Zum Glück werde ich auch selten krank. Das nächste Krankenhaus ist in Düsseldorf. Die Krankenhäuser in unserer Umgebung sind schon alle geschlossen worden. Kein Personal und kein Geld mehr vorhanden. Wenn ich nach Düsseldorf ins Krankenhaus muss, wird mir auch noch ein Tag Urlaub abgezogen. Sonst würde ich ja einen Tag im Jahr mehr fehlen. Das macht es ja noch schlimmer - bei nur 12 Tagen. Naja so lange muss ich aber auch nicht mehr arbeiten.
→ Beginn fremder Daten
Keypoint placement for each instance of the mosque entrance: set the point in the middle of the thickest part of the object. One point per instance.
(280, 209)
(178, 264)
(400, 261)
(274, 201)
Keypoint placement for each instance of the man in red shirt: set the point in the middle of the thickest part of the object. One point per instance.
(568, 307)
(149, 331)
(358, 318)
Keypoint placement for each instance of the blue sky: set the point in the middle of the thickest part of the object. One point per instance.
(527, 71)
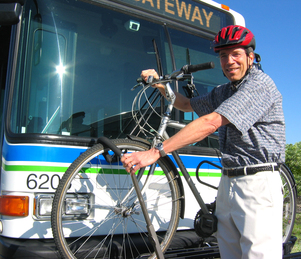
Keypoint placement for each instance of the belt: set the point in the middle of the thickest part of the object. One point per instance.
(249, 170)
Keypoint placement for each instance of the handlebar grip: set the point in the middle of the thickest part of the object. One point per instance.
(194, 68)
Ich bin ja schon 50 Jahre alt. Bis 80 sind es nur noch 30 Arbeitsjahre. In diesem Jahr hatte ich meinen 50. Geburtstag. Ich habe eine riesen Party gemacht. Es waren ca. 50 Leute in meinem Chatraum. Da ging richtig die Post ab!
Naja im Großen und Ganzen bin ich ja mit meinem Leben zufrieden. Und wenn ich in 30 Jahren ins Ruhrgebiet komme, zu den anderen alten Leuten, kann ich den Rest meines Lebens noch evtl. genießen! Mal schauen was noch so alles kommt.